Pusat Komando Cadangan Umum Angkatan Darat, Bogor
Purnawirawan itu berperawakan sedang. Tubuhnya sekira 170 cm, berambut tipis, dan berkumis kaku. Sayang, cara berjalannya tidak segagah dulu. Kini, jalannya tergopoh-gopoh.
Untuk mengambil segelas air putih saja, dia harus bersusah payah. Kaki kanannya memang masih utuh, sebelah lagi hanya seonggok daging hingga paha. Oleh karena itu, sudah sembilan tahun pasca mengajukan pensiun, dia didampingi tongkat penyangga. Ke mana pun dia berjalan, tongkat dari baja pipih itu menemani sebelah langkahnya.
“Wiranta Abraham. Apa kabar? Lama tidak bertemu?”
Seorang perwira tinggi berpangkat Bintang Satu menyambut lelaki tua itu, setelah saling menghormat sebelumnya.
“Jangan basa-basi lagi Jendral. Aku sudah tidak di kesatuan.” Jawab lelaki tua yang masuk dengan kaki pincang tadi, yang ternyata bernama Wiranta.

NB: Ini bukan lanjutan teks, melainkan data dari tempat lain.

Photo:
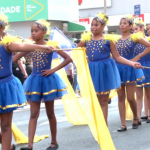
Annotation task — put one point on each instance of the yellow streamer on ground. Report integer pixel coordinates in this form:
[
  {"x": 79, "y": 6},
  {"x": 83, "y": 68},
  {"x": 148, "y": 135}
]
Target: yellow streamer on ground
[
  {"x": 129, "y": 114},
  {"x": 91, "y": 105},
  {"x": 20, "y": 138},
  {"x": 72, "y": 107}
]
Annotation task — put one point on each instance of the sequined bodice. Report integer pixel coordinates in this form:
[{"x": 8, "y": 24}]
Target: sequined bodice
[
  {"x": 41, "y": 61},
  {"x": 126, "y": 48},
  {"x": 5, "y": 63},
  {"x": 139, "y": 49},
  {"x": 98, "y": 50}
]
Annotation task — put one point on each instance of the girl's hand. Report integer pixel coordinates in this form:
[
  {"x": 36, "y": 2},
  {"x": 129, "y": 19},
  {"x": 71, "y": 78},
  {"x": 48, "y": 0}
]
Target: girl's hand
[
  {"x": 48, "y": 72},
  {"x": 135, "y": 59},
  {"x": 136, "y": 65},
  {"x": 49, "y": 49},
  {"x": 25, "y": 76}
]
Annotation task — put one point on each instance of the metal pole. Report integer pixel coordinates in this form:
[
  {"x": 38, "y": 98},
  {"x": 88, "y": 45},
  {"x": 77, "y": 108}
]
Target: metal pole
[{"x": 105, "y": 7}]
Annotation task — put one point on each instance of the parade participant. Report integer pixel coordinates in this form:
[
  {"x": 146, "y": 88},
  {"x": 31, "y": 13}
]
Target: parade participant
[
  {"x": 103, "y": 69},
  {"x": 145, "y": 61},
  {"x": 44, "y": 84},
  {"x": 11, "y": 91},
  {"x": 129, "y": 75}
]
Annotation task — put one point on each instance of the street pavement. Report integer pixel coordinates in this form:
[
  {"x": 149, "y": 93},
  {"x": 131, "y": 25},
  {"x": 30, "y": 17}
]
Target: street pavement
[{"x": 72, "y": 137}]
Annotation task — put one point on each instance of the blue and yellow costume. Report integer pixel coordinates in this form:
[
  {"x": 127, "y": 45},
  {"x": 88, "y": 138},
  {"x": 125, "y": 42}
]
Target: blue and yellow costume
[
  {"x": 37, "y": 86},
  {"x": 102, "y": 67},
  {"x": 11, "y": 90},
  {"x": 128, "y": 74},
  {"x": 145, "y": 61}
]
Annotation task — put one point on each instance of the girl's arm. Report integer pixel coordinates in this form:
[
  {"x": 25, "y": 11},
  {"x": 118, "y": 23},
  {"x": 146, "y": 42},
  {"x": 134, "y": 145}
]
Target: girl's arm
[
  {"x": 145, "y": 52},
  {"x": 120, "y": 59},
  {"x": 19, "y": 47},
  {"x": 67, "y": 60},
  {"x": 22, "y": 68},
  {"x": 81, "y": 44},
  {"x": 18, "y": 56}
]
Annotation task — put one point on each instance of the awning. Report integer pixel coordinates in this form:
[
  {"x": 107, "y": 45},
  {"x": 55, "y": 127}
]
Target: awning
[{"x": 76, "y": 27}]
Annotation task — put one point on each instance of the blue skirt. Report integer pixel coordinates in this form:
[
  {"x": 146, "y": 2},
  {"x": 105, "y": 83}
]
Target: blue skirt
[
  {"x": 11, "y": 94},
  {"x": 105, "y": 76},
  {"x": 129, "y": 75},
  {"x": 146, "y": 81},
  {"x": 48, "y": 88}
]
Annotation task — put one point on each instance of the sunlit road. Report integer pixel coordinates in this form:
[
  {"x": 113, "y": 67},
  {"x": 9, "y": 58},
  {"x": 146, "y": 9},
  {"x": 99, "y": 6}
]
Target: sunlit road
[{"x": 79, "y": 137}]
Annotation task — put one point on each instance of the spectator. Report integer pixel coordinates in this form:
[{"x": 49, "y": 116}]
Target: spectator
[{"x": 69, "y": 72}]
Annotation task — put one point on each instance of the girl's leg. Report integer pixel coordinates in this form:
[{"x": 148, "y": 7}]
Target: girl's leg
[
  {"x": 139, "y": 100},
  {"x": 52, "y": 121},
  {"x": 6, "y": 119},
  {"x": 147, "y": 95},
  {"x": 130, "y": 89},
  {"x": 103, "y": 100},
  {"x": 145, "y": 105},
  {"x": 121, "y": 104},
  {"x": 34, "y": 114}
]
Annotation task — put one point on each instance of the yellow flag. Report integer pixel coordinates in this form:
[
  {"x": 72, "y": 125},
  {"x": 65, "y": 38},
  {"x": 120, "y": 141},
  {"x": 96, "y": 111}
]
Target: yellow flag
[{"x": 91, "y": 105}]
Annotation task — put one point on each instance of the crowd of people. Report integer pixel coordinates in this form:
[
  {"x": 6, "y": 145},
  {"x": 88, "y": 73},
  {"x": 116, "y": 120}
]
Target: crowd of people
[{"x": 122, "y": 72}]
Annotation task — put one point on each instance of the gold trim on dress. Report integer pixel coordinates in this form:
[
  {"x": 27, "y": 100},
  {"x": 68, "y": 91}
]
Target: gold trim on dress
[
  {"x": 135, "y": 81},
  {"x": 142, "y": 84},
  {"x": 46, "y": 93},
  {"x": 105, "y": 93},
  {"x": 13, "y": 105}
]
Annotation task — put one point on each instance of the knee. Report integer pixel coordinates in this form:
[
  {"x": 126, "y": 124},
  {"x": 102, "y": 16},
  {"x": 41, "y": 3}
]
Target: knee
[
  {"x": 104, "y": 102},
  {"x": 5, "y": 127},
  {"x": 130, "y": 99},
  {"x": 121, "y": 98},
  {"x": 50, "y": 115},
  {"x": 34, "y": 115}
]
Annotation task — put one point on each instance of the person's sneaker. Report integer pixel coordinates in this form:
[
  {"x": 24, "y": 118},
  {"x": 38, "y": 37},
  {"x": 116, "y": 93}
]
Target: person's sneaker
[
  {"x": 109, "y": 102},
  {"x": 53, "y": 148}
]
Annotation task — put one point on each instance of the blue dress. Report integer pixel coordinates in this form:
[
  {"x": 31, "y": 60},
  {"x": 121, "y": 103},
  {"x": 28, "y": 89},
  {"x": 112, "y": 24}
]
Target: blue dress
[
  {"x": 11, "y": 90},
  {"x": 128, "y": 74},
  {"x": 103, "y": 69},
  {"x": 38, "y": 87},
  {"x": 145, "y": 61}
]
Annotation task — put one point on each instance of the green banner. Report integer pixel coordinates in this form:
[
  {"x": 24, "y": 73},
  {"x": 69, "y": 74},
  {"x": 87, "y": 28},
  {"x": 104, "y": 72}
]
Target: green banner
[{"x": 24, "y": 10}]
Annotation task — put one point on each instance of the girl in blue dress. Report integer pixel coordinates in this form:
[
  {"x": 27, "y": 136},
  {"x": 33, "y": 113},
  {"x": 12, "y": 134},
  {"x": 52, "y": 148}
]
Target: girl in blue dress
[
  {"x": 139, "y": 26},
  {"x": 43, "y": 84},
  {"x": 129, "y": 75},
  {"x": 102, "y": 67},
  {"x": 11, "y": 91}
]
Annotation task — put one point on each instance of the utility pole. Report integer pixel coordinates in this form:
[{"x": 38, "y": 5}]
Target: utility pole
[{"x": 105, "y": 11}]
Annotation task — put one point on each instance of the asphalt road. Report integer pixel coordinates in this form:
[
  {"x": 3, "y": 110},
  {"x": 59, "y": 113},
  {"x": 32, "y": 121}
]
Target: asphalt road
[{"x": 79, "y": 137}]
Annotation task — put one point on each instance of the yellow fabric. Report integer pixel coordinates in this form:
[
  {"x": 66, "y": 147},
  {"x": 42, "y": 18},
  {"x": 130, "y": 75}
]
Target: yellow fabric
[
  {"x": 52, "y": 43},
  {"x": 91, "y": 105},
  {"x": 86, "y": 36},
  {"x": 20, "y": 138},
  {"x": 45, "y": 23},
  {"x": 72, "y": 107}
]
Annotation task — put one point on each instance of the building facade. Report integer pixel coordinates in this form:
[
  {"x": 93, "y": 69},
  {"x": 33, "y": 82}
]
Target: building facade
[
  {"x": 22, "y": 14},
  {"x": 116, "y": 9}
]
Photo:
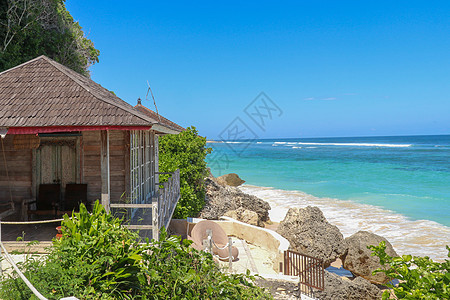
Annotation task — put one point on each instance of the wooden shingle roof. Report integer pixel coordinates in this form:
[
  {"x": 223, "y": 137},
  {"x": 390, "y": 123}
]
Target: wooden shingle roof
[
  {"x": 42, "y": 92},
  {"x": 163, "y": 121}
]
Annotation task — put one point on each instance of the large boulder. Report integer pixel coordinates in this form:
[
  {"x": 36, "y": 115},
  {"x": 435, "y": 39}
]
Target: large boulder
[
  {"x": 231, "y": 179},
  {"x": 358, "y": 259},
  {"x": 341, "y": 288},
  {"x": 221, "y": 199},
  {"x": 243, "y": 215},
  {"x": 309, "y": 232}
]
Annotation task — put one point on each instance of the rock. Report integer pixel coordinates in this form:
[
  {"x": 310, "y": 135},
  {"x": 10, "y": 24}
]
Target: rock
[
  {"x": 337, "y": 288},
  {"x": 221, "y": 199},
  {"x": 243, "y": 215},
  {"x": 231, "y": 179},
  {"x": 309, "y": 232},
  {"x": 358, "y": 259}
]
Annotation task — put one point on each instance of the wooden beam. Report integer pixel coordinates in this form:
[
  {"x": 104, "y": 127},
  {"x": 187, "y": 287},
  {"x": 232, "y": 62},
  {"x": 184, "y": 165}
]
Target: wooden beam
[
  {"x": 104, "y": 157},
  {"x": 143, "y": 205}
]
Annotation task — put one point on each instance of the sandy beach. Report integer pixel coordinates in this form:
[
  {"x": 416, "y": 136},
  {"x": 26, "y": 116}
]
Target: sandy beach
[{"x": 416, "y": 237}]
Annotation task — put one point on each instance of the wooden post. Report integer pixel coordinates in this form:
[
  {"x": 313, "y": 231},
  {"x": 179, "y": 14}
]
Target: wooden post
[
  {"x": 104, "y": 153},
  {"x": 1, "y": 259},
  {"x": 127, "y": 165},
  {"x": 230, "y": 254},
  {"x": 155, "y": 223}
]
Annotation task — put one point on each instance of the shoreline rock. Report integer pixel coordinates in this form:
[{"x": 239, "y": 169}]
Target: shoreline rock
[
  {"x": 221, "y": 199},
  {"x": 358, "y": 259},
  {"x": 231, "y": 179},
  {"x": 309, "y": 232}
]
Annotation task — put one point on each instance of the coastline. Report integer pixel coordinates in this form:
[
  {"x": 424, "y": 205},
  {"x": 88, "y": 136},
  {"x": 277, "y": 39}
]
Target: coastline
[{"x": 415, "y": 237}]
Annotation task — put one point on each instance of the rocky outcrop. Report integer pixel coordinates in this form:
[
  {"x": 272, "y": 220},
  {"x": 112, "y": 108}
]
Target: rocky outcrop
[
  {"x": 341, "y": 288},
  {"x": 336, "y": 288},
  {"x": 243, "y": 215},
  {"x": 221, "y": 199},
  {"x": 358, "y": 259},
  {"x": 309, "y": 232},
  {"x": 231, "y": 179}
]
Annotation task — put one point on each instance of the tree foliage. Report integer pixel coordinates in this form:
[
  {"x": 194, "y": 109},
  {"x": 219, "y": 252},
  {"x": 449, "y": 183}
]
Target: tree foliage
[
  {"x": 186, "y": 151},
  {"x": 29, "y": 28},
  {"x": 419, "y": 277},
  {"x": 97, "y": 258}
]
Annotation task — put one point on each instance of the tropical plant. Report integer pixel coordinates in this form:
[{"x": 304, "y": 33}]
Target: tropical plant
[
  {"x": 418, "y": 277},
  {"x": 29, "y": 28},
  {"x": 98, "y": 258},
  {"x": 186, "y": 151}
]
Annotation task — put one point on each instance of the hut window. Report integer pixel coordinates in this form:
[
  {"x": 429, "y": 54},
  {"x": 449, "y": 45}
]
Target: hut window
[{"x": 142, "y": 179}]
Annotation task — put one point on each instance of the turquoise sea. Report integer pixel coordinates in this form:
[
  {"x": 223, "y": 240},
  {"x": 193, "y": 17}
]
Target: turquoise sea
[{"x": 397, "y": 186}]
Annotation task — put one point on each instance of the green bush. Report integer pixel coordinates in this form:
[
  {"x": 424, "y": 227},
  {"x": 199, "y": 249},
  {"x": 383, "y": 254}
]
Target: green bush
[
  {"x": 185, "y": 151},
  {"x": 97, "y": 258},
  {"x": 419, "y": 277}
]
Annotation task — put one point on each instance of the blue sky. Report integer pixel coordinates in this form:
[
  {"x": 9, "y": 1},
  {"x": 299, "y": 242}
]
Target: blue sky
[{"x": 334, "y": 68}]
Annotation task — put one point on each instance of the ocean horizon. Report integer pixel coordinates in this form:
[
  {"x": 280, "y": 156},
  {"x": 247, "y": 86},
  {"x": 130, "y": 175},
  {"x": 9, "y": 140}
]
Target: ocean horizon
[{"x": 395, "y": 186}]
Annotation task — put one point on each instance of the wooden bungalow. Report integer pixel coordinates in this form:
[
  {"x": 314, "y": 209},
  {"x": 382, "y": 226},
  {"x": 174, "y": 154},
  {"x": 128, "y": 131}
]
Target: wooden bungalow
[{"x": 66, "y": 140}]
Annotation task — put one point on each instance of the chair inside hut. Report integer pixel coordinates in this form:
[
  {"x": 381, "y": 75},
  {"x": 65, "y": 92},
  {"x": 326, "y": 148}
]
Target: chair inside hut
[{"x": 56, "y": 176}]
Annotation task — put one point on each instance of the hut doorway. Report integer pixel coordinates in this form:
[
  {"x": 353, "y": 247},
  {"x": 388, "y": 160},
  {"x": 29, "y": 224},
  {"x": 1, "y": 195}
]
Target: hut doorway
[{"x": 57, "y": 161}]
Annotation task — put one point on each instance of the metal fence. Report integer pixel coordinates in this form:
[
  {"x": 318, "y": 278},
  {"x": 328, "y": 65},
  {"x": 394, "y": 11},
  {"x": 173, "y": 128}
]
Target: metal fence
[{"x": 309, "y": 269}]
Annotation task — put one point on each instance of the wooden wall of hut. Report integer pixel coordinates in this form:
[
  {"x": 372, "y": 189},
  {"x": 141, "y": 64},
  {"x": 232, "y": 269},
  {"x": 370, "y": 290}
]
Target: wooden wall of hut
[
  {"x": 119, "y": 160},
  {"x": 19, "y": 166}
]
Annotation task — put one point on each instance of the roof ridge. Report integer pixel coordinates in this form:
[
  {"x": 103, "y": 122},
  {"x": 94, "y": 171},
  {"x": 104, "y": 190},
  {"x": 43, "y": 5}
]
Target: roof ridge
[{"x": 65, "y": 70}]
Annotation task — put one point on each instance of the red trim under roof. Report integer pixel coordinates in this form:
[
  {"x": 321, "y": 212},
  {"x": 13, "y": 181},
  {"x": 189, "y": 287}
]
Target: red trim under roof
[{"x": 50, "y": 129}]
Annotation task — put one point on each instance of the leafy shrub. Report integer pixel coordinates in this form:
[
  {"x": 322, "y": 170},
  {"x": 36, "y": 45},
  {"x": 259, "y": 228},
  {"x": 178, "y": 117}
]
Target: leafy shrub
[
  {"x": 185, "y": 151},
  {"x": 419, "y": 277},
  {"x": 97, "y": 258}
]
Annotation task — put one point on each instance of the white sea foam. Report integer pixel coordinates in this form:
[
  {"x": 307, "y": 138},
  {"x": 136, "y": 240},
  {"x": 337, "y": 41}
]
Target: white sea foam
[
  {"x": 416, "y": 237},
  {"x": 357, "y": 144}
]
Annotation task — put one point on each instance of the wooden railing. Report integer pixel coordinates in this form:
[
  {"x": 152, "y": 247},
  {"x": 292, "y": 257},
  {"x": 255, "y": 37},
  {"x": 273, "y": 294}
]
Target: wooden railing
[
  {"x": 169, "y": 195},
  {"x": 309, "y": 269}
]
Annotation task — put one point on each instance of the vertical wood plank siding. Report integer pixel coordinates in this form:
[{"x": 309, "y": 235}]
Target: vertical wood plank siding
[
  {"x": 19, "y": 170},
  {"x": 92, "y": 168}
]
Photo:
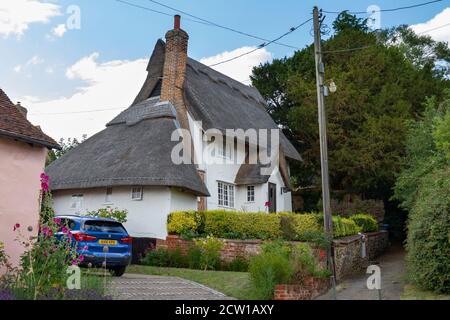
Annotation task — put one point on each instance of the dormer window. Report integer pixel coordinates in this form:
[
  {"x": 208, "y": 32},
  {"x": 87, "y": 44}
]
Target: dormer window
[{"x": 136, "y": 193}]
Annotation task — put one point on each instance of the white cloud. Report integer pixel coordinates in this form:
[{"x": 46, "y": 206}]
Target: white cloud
[
  {"x": 17, "y": 15},
  {"x": 241, "y": 68},
  {"x": 33, "y": 61},
  {"x": 59, "y": 30},
  {"x": 441, "y": 19},
  {"x": 109, "y": 85},
  {"x": 49, "y": 70}
]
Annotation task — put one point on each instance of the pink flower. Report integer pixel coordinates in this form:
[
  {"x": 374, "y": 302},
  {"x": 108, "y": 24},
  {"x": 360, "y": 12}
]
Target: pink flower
[
  {"x": 44, "y": 177},
  {"x": 44, "y": 182},
  {"x": 46, "y": 231}
]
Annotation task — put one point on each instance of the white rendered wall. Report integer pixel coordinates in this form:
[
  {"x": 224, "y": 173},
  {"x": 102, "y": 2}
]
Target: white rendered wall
[
  {"x": 146, "y": 217},
  {"x": 227, "y": 173}
]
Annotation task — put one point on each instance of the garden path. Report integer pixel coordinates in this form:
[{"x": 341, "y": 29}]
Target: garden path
[
  {"x": 392, "y": 264},
  {"x": 146, "y": 287}
]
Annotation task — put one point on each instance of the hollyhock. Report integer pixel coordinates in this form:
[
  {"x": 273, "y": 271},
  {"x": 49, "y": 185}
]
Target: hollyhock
[{"x": 44, "y": 182}]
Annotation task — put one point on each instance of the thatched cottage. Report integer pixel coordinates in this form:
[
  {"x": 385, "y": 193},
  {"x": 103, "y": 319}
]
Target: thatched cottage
[{"x": 130, "y": 165}]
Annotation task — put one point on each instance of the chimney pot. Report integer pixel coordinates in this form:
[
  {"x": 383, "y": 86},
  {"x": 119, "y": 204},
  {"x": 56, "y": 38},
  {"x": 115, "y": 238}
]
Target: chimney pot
[{"x": 176, "y": 22}]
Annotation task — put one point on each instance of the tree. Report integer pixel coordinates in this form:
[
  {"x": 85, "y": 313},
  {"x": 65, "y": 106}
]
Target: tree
[
  {"x": 380, "y": 86},
  {"x": 66, "y": 145},
  {"x": 422, "y": 188}
]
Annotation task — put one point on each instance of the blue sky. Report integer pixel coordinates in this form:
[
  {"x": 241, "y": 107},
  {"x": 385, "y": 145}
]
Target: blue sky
[{"x": 50, "y": 73}]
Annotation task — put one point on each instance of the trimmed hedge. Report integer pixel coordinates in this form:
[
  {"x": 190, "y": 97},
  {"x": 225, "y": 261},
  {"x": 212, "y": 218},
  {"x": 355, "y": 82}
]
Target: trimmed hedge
[
  {"x": 366, "y": 222},
  {"x": 260, "y": 225}
]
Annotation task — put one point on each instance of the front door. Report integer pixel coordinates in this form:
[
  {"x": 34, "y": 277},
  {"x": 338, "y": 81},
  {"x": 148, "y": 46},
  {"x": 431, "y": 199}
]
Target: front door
[{"x": 272, "y": 197}]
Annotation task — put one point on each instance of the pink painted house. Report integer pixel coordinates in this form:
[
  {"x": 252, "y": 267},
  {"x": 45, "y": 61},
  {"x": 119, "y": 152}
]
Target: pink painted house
[{"x": 23, "y": 151}]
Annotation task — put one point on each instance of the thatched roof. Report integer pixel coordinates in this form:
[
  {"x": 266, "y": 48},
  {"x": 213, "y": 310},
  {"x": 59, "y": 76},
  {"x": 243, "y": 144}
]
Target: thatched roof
[{"x": 134, "y": 149}]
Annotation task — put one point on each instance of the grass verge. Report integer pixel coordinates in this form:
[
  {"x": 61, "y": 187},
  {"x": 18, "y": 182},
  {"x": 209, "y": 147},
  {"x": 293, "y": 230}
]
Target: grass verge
[
  {"x": 233, "y": 284},
  {"x": 413, "y": 293}
]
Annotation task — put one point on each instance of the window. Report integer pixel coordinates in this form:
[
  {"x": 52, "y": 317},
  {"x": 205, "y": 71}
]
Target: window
[
  {"x": 225, "y": 193},
  {"x": 76, "y": 202},
  {"x": 108, "y": 196},
  {"x": 224, "y": 150},
  {"x": 136, "y": 193},
  {"x": 250, "y": 193}
]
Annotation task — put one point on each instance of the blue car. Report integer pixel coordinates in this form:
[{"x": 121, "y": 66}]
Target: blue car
[{"x": 102, "y": 242}]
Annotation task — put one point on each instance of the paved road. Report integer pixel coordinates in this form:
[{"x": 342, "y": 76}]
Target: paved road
[
  {"x": 146, "y": 287},
  {"x": 392, "y": 280}
]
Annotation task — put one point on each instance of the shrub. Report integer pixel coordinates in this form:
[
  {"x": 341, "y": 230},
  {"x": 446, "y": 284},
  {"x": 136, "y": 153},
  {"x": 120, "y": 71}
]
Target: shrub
[
  {"x": 367, "y": 222},
  {"x": 184, "y": 222},
  {"x": 194, "y": 257},
  {"x": 253, "y": 225},
  {"x": 304, "y": 224},
  {"x": 267, "y": 270},
  {"x": 210, "y": 252},
  {"x": 108, "y": 212},
  {"x": 305, "y": 264},
  {"x": 238, "y": 264},
  {"x": 162, "y": 257},
  {"x": 242, "y": 225},
  {"x": 428, "y": 244},
  {"x": 343, "y": 227},
  {"x": 157, "y": 258}
]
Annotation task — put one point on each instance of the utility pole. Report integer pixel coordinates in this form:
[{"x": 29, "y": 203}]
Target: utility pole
[{"x": 320, "y": 72}]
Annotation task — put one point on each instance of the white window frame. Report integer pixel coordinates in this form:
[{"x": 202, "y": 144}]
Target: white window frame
[
  {"x": 137, "y": 193},
  {"x": 223, "y": 150},
  {"x": 251, "y": 193},
  {"x": 76, "y": 201},
  {"x": 108, "y": 195},
  {"x": 225, "y": 194}
]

Pangkat terakhir Wiranta adalah Letnan Kolonel. Itupun adalah pangkat kehormatan setelah mengundurkan diri dari Angkatan Darat, pada satu dekade lalu. Dahulu mereka kawan satu detasemen, bahkan saling berutang nyawa.
Wiranta memberi kode kepada anak buahnya untuk keluar ruangan, dan meninggalkan keduanya dengan segera.
“Bocah malang,” Brigadir Jendral Subianta mengulang-ulang frase itu setengah berbisik. Raut mukanya berubah iba. Beberapa kali map yang digenggamnya hampir jatuh karena lengan yang gemetar. “Aku rindu anak ini. Bagaimana pun anakmu seperti anak kandungku sendiri. Almarhumah istrimu tahu itu.”
Ia kemudian meletakkan seberkas data dalam map hijau itu di atas meja, menaik nafas dalam-dalam, dan membelakangi Wiranta. Sedang, Wiranta berusaha mencari tahu apa yang ada di balik map hijau itu.
“Ambar Abraham, salah satu lulusan terbaik akmil tahun lalu. Aceh adalah tugas lapangan pertamanya. Dia pernah direkomendasikan untuk masuk dalam tugas internasional Kontingen Garuda XX/A ke Kongo. Ambar pun, kami rencanakan akan dikirim ke Fort Benning, Georgia, Amerika Serikat, sebagai perwakilan prajurit negeri ini untuk menempuh pendidikan MCCC atau Maneuver Captain Career Course, jika dia promosi menjadi kapten tahun depan. Sungguh, anak muda yang berbakat, mirip seperti ayahnya yang melegenda. Aku begitu menaruh harapan besar kepadanya. Namun, dengan sangat menyesal, ...." Jelas Subianta.
Ada intonasi yang bergetar, saat Sang Jendral mengutarakan pernyataan itu sambil mendongakkan kepalanya.
Subianta membuka laporan dalam map itu. Foto Ambar, anak kandung Wiranta, lengkap dengan identitas dan rekam jejaknya membuat syok sang legenda. Badannya membanting ke kursi, seolah-olah kehilangan daya seimbang tubuh karena daya tarik bumi.
Subianta mendekat ke arah Wiranta dengan dua telapak menopang di atas meja. “Tapi, apa yang orang-orangku laporkan? Dia melarikan diri. Bersama seorang terduga Inongbale. Dan dia..., dia mengambil peralatan perang dari gudang senjata.”
Wajah Wiranta kaku seperti perunggu. Otot-otot wajahnya mengeras. Rasa cemas dan gelisah merupa ledakan di hati Wiranta. Kabar desersi anak semata-wayangnya itu menohok bagian terdalam dari hati sang ayah.
“Aku juga tak ingin percaya itu, kawan,” kali ini Subianta memegang bahu rekannya itu, “Kalau bisa, aku ingin hiraukan saja kabar itu. tapi, kau tahu prosedurnya kan?”
Wiranta tak sedikit pun bisa berkomentar. Lelaki pincang itu menundukkan kepalanya pada pangkal tongkat.
“Jadi, maksudmu, kau akan mengejar mereka?”
“Ya. Dan aku butuh bantuanmu,” jawab Sang Jendral.